For locmem (only recommended for testing):

CACHE_BACKEND = 'caching.backends.locmem://'

CacheMachine will not work properly with the file or database cache backends.

Cache Manager

To enable caching for a model, add the :class:`~caching.base.CachingManager` to that class and inherit from the :class:`~caching.base.CachingMixin`. If you want related lookups (foreign keys) to hit the cache, CachingManager must be the default manager. If you have multiple managers that should be cached, return a :class:`~caching.base.CachingQuerySet` from the other manager's get_query_set method instead of subclassing CachingManager, since that would hook up the post_save and post_delete signals multiple times.

Here's what a minimal cached model looks like:

from django.db import models

import caching.base

class Zomg(caching.base.CachingMixin, models.Model):
    val = models.IntegerField()

    objects = caching.base.CachingManager()

Whenever you run a query, CachingQuerySet will try to find that query in the cache. Queries are keyed by {locale}:{sql}. If it's there, we return the cached result set and everyone is happy. If the query isn't in the cache, the normal codepath to run a database query is executed. As the objects in the result set are iterated over, they are added to a list that will get cached once iteration is done.

Note

Nothing will be cached if the QuerySet is not iterated through completely.

Caching is supported for normal :class:`QuerySets <django.db.models.QuerySet>` and for :meth:`django.db.models.Manager.raw`. At this time, caching has not been implemented for QuerySet.count, QuerySet.values, or QuerySet.values_list.

To support easy cache invalidation, we use "flush lists" to mark the cached queries an object belongs to. That way, all queries where an object was found will be invalidated when that object changes. Flush lists map an object key to a list of query keys.
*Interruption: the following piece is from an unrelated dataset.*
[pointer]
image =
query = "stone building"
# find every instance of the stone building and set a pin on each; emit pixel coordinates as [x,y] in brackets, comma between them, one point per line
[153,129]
When an object is saved or deleted, all query keys in its flush list will be deleted. In addition, the flush lists of its foreign key relations will be cleared. To avoid stale foreign key relations, any cached objects will be flushed when the object their foreign key points to is invalidated.

During cache invalidation, we explicitly set a None value instead of just deleting so we don't have any race condtions where:

  • Thread 1 -> Cache miss, get object from DB
  • Thread 2 -> Object saved, deleted from cache
  • Thread 1 -> Store (stale) object fetched from DB in cache

The foundations of this module were derived from Mike Malone's django-caching.

Classes that May Interest You

.. autoclass:: caching.base.CacheMachine

.. autoclass:: caching.base.CachingManager
    :members:

    This :class:`manager <django.db.models.Manager>` always returns a
    :class:`~caching.CachingQuerySet`, and hooks up ``post_save`` and
    ``post_delete`` signals to invalidate caches.

.. autoclass:: caching.base.CachingMixin
    :members:

Overrides the default :class:`~django.db.models.QuerySet` to fetch objects from cache before hitting the database.